In a letter sent to the New Zealand Defence Force, Julie's sister, Barbara, and brother-in-law, Matthew Whitehead, have written of their gratitude towards the brave military staff who were tasked with recovering the bodies.
"We will never know who you are, but we want you to know that we think you are all very brave people and we thank you so much," the letter states.
"We know that all of you put your own lives at risk to perform this task and this is not lost on us. When this retrieval was occurring, we hoped that all of you would be safe and it was a relief to us all when it was completed successfully, and you all came home safely.
"We know you all must have seen things that no person should see and for this we are sorry.
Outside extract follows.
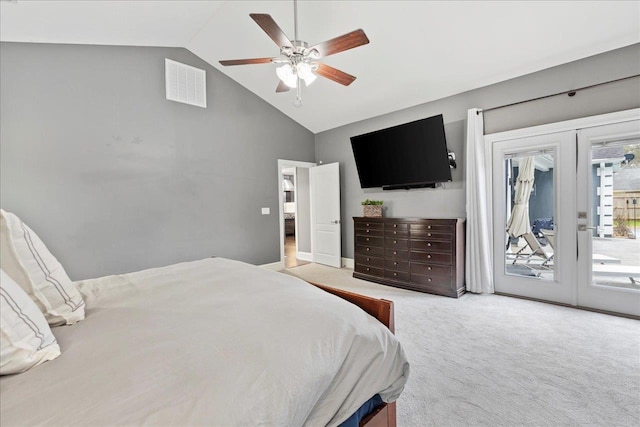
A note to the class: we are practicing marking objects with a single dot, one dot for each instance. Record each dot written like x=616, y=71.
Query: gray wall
x=303, y=214
x=449, y=201
x=115, y=178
If we could make those memories of what you saw go away we would."
Today marks the three-month anniversary of the tragedy.
The letter revealed that the family did not know who had taken Jessica from White Island.
In the hours after the devastating eruption, survivors – including several who were critically injured – were rushed to Whakatāne by helicopter and on a White Island Tours boat.
The letter said the NZDF staff and New Zealand as a nation "should feel very proud of what you have done".
"I hope every one of you can take some comfort in these words and as you go through life you should be proud of your actions on those days," the letter read.
"Words cannot express our gratitude enough for your brave actions."
The letter was published in the latest edition of Army News.
It's publication came as the NZDF also released documents planning for the body recovery mission launched on December 13.
The dangers faced by the eight-person squad who ventured onto White Island – including the risk of inhaling toxic gas or having their skin burnt by acidic sludge – was so great that the head of the Defence Force signed a special exemption that bypassed the Health and Safety at Work Act.
The correspondence released by the NZDF stated: "These operations include [using] specialist equipment within an atmosphere contaminated by toxic vapours and noxious chemicals, and complicated by a threat of future volcanic eruptions."
The documents said, "operationally there is an inability to totally eliminate the safety risks that are inherent in operating within a volatile volcanic environment."
"Specifically these limitations include the inability to: escape from the effects of corrosive chemicals; eliminate the risk of inhaling toxic gases beyond the use of personal protective equipment; pre-position medical staff in close proximity without exposing them to the same risks."
The crew tasked with the job included six SAS soldiers and two medics.
Nine days after the tragedy, it was revealed that Brisbane-based Julie and Jessica Richards were only on the volcanic island after an earlier tour there was cancelled.
Julie's sister-in-law, Jan Ebrow, said at a candlelight vigil for the pair that they had intended going to the island two years ago.
But that tour was cancelled, leading the mother and daughter to ultimately reschedule to visit on the day that tragedy struck.
Ebron told mourners that the pair had been "jumping out of their skin" to finally have the chance to step foot on White Island.
"They were laughing and carrying on about racing each other to the top and to see who could throw the biggest stone into the volcano," she said.
"The only blessing to come out of this was that they were together."